DAYTON, Ohio — Douglas A-1E Skyraider in the Southeast Asia War Gallery at the National Museum of the United States Air Force. DAYTON, Ohio — Douglas A-1E Skyraider cockpit view in the Southeast Asia War Gallery at the National Museum of the United States Air Force. A Vietnamese Air Force student pilot and a USAF instruction sit side by side in a VNAF A-1E Skyraider taxing to the runway at Bien Hoa AB, Vietnam. A single-seat A-1H from the 6th Special Operations Squadron providing close air support in 1968.
An A-1E pulls up after striking an enemy target in July 1969. A-1E Skyraider escorts an HH-3C rescue helicopter on a CSAR mission in 1966. This Douglas A-1E was severely damaged in combat in South Vietnam. It is the aircraft that was flown by Maj. Bernard Fisher on March 10, 1966, when he rescued a fellow pilot shot down over South Vietnam, a deed for which he was awarded the Medal of Honor. The aircraft was restored and is currently on display at the National Museum of the United States Air Force.
This aircraft provided close air support to ground forces, attacked enemy supply lines, and protected helicopters rescuing airmen downed in enemy territory. Designed during World War II for the U. Navy, the Skyraiders almost disappeared before they had the opportunity to excel over Southeast Asia. In the high-speed, jet-age world of the late 1950s, the Skyraider seemed to be a relic of an earlier time. It had performed well during the Korean War, but the Navy had decided to replace it with jet aircraft.

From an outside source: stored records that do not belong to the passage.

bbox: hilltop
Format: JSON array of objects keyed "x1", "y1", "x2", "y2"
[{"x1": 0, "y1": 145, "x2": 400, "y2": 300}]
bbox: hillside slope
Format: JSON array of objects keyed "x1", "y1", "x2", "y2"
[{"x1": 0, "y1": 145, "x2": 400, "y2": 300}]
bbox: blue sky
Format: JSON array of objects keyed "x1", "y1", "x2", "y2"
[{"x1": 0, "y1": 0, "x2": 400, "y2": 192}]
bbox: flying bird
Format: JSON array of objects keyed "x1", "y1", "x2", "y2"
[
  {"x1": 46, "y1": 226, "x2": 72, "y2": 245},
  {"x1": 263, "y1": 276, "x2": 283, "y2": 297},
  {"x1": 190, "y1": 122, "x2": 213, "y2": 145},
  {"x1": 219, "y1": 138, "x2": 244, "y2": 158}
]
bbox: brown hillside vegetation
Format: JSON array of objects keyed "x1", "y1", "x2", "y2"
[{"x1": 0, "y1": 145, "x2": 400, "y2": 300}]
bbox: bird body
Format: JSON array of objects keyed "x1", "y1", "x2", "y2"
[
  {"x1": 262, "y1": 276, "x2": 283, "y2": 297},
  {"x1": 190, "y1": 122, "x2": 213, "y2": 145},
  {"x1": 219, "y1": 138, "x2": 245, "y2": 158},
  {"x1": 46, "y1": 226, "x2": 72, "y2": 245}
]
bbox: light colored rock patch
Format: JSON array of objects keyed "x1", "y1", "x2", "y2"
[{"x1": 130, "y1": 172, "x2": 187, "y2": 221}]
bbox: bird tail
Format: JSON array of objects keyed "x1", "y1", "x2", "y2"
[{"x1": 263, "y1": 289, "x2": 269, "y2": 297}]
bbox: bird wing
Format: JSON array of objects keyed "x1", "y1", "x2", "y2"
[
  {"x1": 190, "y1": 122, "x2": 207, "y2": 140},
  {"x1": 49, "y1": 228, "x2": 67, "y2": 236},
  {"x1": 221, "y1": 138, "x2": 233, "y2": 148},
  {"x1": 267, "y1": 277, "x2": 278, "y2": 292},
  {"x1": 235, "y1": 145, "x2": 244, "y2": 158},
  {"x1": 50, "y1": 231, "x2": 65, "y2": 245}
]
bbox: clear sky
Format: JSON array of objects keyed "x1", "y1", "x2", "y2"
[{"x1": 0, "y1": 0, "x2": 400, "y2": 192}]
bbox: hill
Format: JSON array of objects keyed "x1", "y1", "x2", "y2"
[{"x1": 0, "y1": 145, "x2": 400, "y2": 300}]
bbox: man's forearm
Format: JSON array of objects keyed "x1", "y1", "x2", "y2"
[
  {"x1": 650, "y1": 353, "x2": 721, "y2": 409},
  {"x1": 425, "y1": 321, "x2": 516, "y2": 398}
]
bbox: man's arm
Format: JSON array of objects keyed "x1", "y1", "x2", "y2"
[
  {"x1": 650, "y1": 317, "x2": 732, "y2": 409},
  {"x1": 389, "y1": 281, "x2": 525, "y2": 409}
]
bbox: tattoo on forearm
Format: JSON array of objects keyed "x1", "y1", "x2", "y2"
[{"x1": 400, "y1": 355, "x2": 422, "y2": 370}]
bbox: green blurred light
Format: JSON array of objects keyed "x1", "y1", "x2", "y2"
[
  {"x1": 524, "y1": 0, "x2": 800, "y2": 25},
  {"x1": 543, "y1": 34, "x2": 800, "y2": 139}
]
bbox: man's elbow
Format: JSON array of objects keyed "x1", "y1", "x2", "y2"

However, Skyraiders proved well suited for fighting against the guerrilla-style war waged by communists in Southeast Asia. In the early 1960s, the United States provided South Vietnam with increased military assistance and training to resist communist forces, and the U. Air Force instructors started training VNAF pilots at Bien Hoa Air Base with Skyraiders in VNAF markings and their tail hooks removed. Gradually, the USAF instructors started flying combat missions with the VNAF pilots over South Vietnam. Redesignated the A-1 in 1962, the old Skyraider soon got the nickname “Spad” — referring to the French fighter used in World War I. Air Force Skyraiders, two-seat A-1Es, arrived at Bien Hoa Air Base in May 1964.